Mountpoint-for-S3 has no append/in-place edit (>> or editing a file in place fails) — only whole-file create/overwrite. The agent should rewrite files, not append. (Same as Daytona's mount.)

Requirements

  • Harness deployed with KUBERNETES_SANDBOX_KUBECONFIG set (CI: GitHub secret of the same name; see the infra doc for how to generate it from the SA token).
  • The harness runtime must be able to reach the cluster API (https://<api>:6443) and open exec websockets. The HarnessProcessing Lambda is not VPC-attached, so it has public egress by default.
  • For the S3 mount: mountAwsS3Buckets: true; the sandbox pod service account must have S3 RW on the workspace bucket, and the runtime image must be in GHCR with a pull secret in the namespace. Without the mount, stateless runs still work but workspace-backed tools fail fast because files would not persist across calls.
  • TLS on the deployed harness.
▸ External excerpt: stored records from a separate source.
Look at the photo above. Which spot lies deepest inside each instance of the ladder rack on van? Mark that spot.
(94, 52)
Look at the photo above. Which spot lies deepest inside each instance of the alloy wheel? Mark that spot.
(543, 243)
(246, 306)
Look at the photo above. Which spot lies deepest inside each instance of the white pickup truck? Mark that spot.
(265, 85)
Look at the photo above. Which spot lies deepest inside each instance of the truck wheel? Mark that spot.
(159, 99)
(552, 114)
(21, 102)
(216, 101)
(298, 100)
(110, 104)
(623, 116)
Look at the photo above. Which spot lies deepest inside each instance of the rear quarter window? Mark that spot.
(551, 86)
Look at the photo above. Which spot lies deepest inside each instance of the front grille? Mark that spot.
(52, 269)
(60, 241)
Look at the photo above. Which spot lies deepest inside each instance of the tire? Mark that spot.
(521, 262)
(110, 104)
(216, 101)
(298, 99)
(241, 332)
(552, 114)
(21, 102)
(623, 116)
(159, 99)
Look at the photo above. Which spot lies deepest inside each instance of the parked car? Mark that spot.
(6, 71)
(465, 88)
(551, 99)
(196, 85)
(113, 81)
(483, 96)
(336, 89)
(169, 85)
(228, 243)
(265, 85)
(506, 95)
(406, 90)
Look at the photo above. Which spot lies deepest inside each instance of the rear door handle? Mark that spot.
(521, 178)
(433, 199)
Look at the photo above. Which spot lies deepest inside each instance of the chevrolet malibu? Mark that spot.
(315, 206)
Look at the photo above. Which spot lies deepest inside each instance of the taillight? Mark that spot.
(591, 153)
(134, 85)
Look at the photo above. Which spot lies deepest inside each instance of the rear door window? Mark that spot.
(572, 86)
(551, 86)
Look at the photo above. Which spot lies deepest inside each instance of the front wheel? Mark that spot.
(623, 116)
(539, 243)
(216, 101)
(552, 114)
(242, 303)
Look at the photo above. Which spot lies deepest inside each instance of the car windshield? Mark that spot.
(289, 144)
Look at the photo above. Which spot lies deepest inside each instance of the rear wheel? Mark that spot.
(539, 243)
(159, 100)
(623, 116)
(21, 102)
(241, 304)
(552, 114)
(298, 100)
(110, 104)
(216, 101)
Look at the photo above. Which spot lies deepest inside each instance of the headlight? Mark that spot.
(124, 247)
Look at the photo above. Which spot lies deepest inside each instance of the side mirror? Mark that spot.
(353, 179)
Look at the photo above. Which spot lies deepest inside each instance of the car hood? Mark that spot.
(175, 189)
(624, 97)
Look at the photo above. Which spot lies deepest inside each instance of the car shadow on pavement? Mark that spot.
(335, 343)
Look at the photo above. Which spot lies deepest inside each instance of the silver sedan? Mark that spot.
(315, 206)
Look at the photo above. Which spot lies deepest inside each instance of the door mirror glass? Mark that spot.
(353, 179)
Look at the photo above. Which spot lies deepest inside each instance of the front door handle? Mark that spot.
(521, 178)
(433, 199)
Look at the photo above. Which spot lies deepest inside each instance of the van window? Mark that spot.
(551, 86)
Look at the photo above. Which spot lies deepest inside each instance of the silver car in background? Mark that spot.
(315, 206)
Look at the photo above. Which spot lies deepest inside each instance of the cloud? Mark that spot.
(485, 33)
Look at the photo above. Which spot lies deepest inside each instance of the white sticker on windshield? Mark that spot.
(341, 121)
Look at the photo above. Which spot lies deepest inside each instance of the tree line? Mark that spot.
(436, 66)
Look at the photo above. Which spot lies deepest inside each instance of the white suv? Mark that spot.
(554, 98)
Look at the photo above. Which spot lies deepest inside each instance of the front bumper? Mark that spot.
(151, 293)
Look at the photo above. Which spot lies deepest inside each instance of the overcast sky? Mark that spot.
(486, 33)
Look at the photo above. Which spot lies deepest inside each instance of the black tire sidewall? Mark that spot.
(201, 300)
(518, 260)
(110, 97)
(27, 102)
The harness Lambda is a bun-compiled binary whose fetch ignores the kubeconfig CA / insecure-skip-tls-verify, and k3s serves a self-signed cert. So sst.config.ts sets NODE_TLS_REJECT_UNAUTHORIZED=0 on the harness for non-production stages only; production keeps full verification and needs a trusted API cert before using this provider. See the infra docs/agent-sandbox.md.

Execution Notes

  • It's a real shell: bash, node <file>, python3 <file> all run natively; use python3 explicitly (commands run as-is).
  • Without persistent: true, files persist across calls only with the S3 mount enabled (each call gets a fresh pod).

What the model sees

For workspace-backed runs, the model should see a normal project directory. The executor starts each bash command in the selected workspace directory:

pwd # current workspace directory
ls # files in this workspace
python3 script.py

Use relative paths in prompts and examples. If a command prints an absolute path under the configured workspaceRoot, that is expected and is only useful for debugging.

Direct executor test

Validate the executor against a cluster without a deployed harness:

KUBECONFIG=/path/to/kubeconfig.yaml \
KUBERNETES_SANDBOX_DEBUG_STREAM=1 \
bun run packages/demos/sandbox-kubernetes-direct.ts

KUBERNETES_SANDBOX_DEBUG_STREAM=1 tees the exec stream to your terminal. (Under bun, set NODE_TLS_REJECT_UNAUTHORIZED=0 if your kubeconfig CA isn't honored — a bun TLS quirk; real Node Lambda honors it.)

The full agent flow example is packages/demos/sandbox-workspace-kubernetes.ts.

Troubleshooting

SymptomCause / fix
sandbox pod ... not ready ... (ErrImagePull / ImagePullBackOff)The sandbox pod can't pull the private runtime image. Attach the registry pull secret (ghcr-pull-secret) to the agent-sandboxes default and agent-sandbox-workspace service accounts (the infra "Deploy Kubernetes Apps" workflow does this), set KUBERNETES_SANDBOX_IMAGE_PULL_SECRETS, or make the image package public. Verify with kubectl describe pod <name> -n agent-sandboxes.
Harness gets 401 from the cluster APISA token expired or kubeconfig not base64; regenerate.